LemonHarness Technical Report
Pith reviewed 2026-06-26 00:04 UTC · model grok-4.3
The pith
LemonHarness unifies runtime boundaries, callable rules, and time awareness to stabilize long-horizon LLM agent execution.
A machine-rendered reading of the paper's core claim, the machinery that carries it, and where it could break.
Core claim
LemonHarness establishes an explicit execution boundary by constraining state-changing operations within a clearly defined workspace and bringing model invocation, tool execution, and rule knowledge within a single controlled boundary. State-changing operations, including file writes, dependency installation, and temporary artifact creation, are executed through structured tool interfaces, with execution feedback recorded as observations available to subsequent model decisions. The system also introduces a reusable rule knowledge base, which turns recurring execution rules and acceptance criteria into runtime knowledge. LemonHarness further adds a time-aware execution mechanism that exposes
What carries the argument
LemonHarness integrated execution framework that enforces a unified runtime boundary, exposes callable rule knowledge, and supplies time-budget signals to the model.
If this is right
- State changes become observable and reversible because every write or artifact creation returns structured feedback.
- Recurring rules no longer need to be re-prompted each round because they live in a callable knowledge base.
- Models can shift effort among exploration, coding, and validation as remaining time shrinks, reducing timeout failures.
- Long-horizon runs accumulate fewer untracked file modifications across multiple agent rounds.
Where Pith is reading between the lines
- The same boundary pattern could be applied to non-agent tool-use loops that also suffer from invisible side effects.
- Time-budget exposure might be generalized to token or memory limits in other agent scaffolds.

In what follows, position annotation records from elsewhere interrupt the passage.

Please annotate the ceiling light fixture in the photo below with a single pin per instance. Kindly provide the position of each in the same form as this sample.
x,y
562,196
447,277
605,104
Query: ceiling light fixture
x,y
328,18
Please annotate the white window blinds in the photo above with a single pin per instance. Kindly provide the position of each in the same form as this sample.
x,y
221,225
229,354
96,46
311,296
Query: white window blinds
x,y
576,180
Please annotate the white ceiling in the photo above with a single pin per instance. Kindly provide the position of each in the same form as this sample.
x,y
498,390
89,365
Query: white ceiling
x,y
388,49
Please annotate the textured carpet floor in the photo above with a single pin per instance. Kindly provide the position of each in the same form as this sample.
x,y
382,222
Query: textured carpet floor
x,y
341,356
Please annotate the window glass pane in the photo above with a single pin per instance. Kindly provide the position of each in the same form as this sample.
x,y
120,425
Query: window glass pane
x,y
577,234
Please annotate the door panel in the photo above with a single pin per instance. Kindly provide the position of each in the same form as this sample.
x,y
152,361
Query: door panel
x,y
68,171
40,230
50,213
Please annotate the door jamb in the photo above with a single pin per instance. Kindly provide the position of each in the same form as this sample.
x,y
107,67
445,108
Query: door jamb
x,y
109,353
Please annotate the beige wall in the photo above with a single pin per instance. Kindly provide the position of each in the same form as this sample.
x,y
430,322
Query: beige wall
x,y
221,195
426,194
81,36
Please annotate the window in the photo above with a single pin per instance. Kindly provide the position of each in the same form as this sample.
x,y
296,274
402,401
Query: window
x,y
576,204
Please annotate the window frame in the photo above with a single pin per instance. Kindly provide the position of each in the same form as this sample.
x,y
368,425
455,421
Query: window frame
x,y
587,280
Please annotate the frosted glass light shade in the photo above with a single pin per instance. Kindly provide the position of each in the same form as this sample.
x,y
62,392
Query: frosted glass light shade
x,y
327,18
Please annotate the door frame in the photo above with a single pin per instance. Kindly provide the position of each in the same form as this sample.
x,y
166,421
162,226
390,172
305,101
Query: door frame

- Rule knowledge bases could be versioned and shared across teams to standardize acceptance criteria for similar tasks.
Load-bearing premise
Accuracy gains are produced by the LemonHarness mechanisms rather than by the choice of LLM backbone or other unstated experimental factors.
What would settle it
Run identical Terminal-Bench tasks on the same backbone model once inside LemonHarness and once without its boundary, rule base, or time signals, then compare accuracy and state-tracking error rates.
Figures
read the original abstract
As large language model (LLM) agents are applied to longer tasks, they increasingly modify workspace state across multiple rounds of iteration. However, agents typically observe only tool outputs and log fragments, while the actual state changes occur in the file system. Without explicit workspace boundaries, state-changing operations such as file writes and temporary artifact generation may scatter changes across paths. Over time, these weakly constrained changes accumulate, making states such as modified files difficult to track. This paper presents LemonHarness, an integrated execution framework for long-horizon agents. LemonHarness establishes an explicit execution boundary by constraining state-changing operations within a clearly defined workspace and bringing model invocation, tool execution, and rule knowledge within a single controlled boundary. State-changing operations, including file writes, dependency installation, and temporary artifact creation, are executed through structured tool interfaces, with execution feedback recorded as observations available to subsequent model decisions. The system also introduces a reusable rule knowledge base, which turns recurring execution rules and acceptance criteria into runtime knowledge. LemonHarness further adds a time-aware execution mechanism that exposes elapsed and remaining budget to the model, so it can rebalance exploration, implementation, and validation effort as time pressure shifts and avoid timeouts from long waits or excessive verification. On Terminal-Bench 2.0, LemonHarness_GPT-5.3-CodeX reached 84.49% accuracy over 445 trials; pairing the same framework with the stronger GPT-5.5 backbone raised the average accuracy to 86.52% across five jobs. The results suggest that a unified runtime boundary, callable rule knowledge, and time-aware execution can improve the stability of long-horizon agent execution.
Editorial analysis
A structured set of objections, weighed in public.
Referee Report
Summary. The manuscript introduces LemonHarness, an execution framework for long-horizon LLM agents. It enforces an explicit workspace boundary for state-changing operations, supplies a callable reusable rule knowledge base, and exposes elapsed/remaining time to the model. On Terminal-Bench 2.0 the framework reports 84.49% accuracy (GPT-5.3-CodeX, 445 trials) and 86.52% accuracy (GPT-5.5).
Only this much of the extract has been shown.